Перевожу «Rain»14, пьесу, удивляюсь, почему не брался за нее до сих пор. Очень эффектная, и я даже, переводя, волнуюсь. Градусы у меня устанавливаются все около 37, прыгают как зайцы,– и я опять лежу за переводом, как и во времена «Королей и Капусты». Завтра новый год. Если мое здоровье пойдет так, я не доживу до 1927 года. Но это все равно. Я чувствую не то, что у нас уже 1926‑й, а то, что у нас еще 1926, я смотрю на нас, как на древних, я думаю, что подлинная история человечества начнется лишь с 2000 года, я вижу себя и всех своих современников написанными в какой‑то книге, в историческом романе, из давней‑давней эпохи.

Мой Некрасов сдан в типографию только вчера – т. е. последние листики. Сапир обещал, что 7 янв. начнут печатание . Если так, то 20 янв. книга выйдет. Наконец‑то у меня развяжутся руки. Только бы не заболеть еще сильнее.

Играем с Бобой в угадку слов <…>

 

1 час. ночи. Бессонница. Нарывает мизинец на правой руке. Болит ухо. Болит сердце. Такое чувство, как будто вся кровь у меня выпита.

Получил поздравления от сестры Некрасова и от д‑ра Гэнта, письма от Репина и Грузенберга, никому не ответил, нет сил.

Маруся пишет, что ее Елевферия гонят со службы. Куда же это она денется?

 

4 января (понед.) День каких‑то странных нескладиц. М. Б. дала Бобе отнести деньги к Муриной учительнице – и он доставил не той женщине, а другой.

Коля пишет из Москвы, что Тихонов получил не все рисунки Ре‑Ми, которые я послал ему. А я послал все!

Звонят из «Кубуча», что типография получила не все листы моей корректуры Некрасова, а я послал все!

 

11 января, понедельник. Вчера было у меня заседание Секции детских писателей при Союзе писателей. М. А. Бекетова, С. Маршак – вздор, курение, усталость и никчемные разговоры. Маршак рассказал интересную вещь о своем сыне, которому, кажется, 9 лет. Сын учился музыке – и по своей инициативе отказал учительнице музыки:

– Больше вы ко мне не ходите. Музыка праздное занятие для безработных.
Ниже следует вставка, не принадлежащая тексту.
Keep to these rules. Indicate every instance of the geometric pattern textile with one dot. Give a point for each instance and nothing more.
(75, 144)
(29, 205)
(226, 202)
11‑месячный младенец (другой сын Маршака) тянется к нему, чуть увидит его, и вообще отца обожает. Но в последнее время он усвоил манеру – шутить и кокетничать с ним, то есть играть в перверзию. Он делает вид, что ему отец противен, что он не хочет к отцу, т. е. делает установку на противоположное чувство.

 

Ночь на 13‑е янв. Выбираю себе псевдоним. Хорошо бы П. И. Столетов (т. е. Пистолетов). Барабанов, Пупырников, Ляпунов. <...>

 

24 января, воскресение. Эта среда была для меня днем катастроф. Все беды обрушились на меня сразу. Дело было так: 25 января «Красная» решила начать печатанием мой роман. Для этого я должен был написать предисловие. Я написал – очень газетное, очень нервное, и так как я уже 8 лет не писал фельетонов – меня эта работа взбудоражила. Я принес мой фельетон Ионе Кугелю. Он нашел некоторые места нецензурными: насмешка над молодыми пролетарск. поэтами, порнография (в цитате из Достоевского!! «Краса красот сломала член») Словом, канителился я с этим фельетоном дней пять. Сказали, что 20‑го пойдет. Звоню 20‑го утром. Иона говорит: «Не до вашего фельетона! Тут вся газета шатается!» Я конечно сейчас же – в «Красную». Иона взволнован, не спал ночь. Оказывается, в Ленингр. бумажный кризис. Нет ролевой газетной бумаги. Образовалась особая комиссия по сокращению бумажных расходов – и эта комиссия, вначале решившая закрыть одну из вечерних газет, теперь остановилась на том, чтобы предоставить каждой газете не шесть и не восемь страниц, а четыре! Вследствие этого для моего романа нет места! Роман отлагается на неопределенное время.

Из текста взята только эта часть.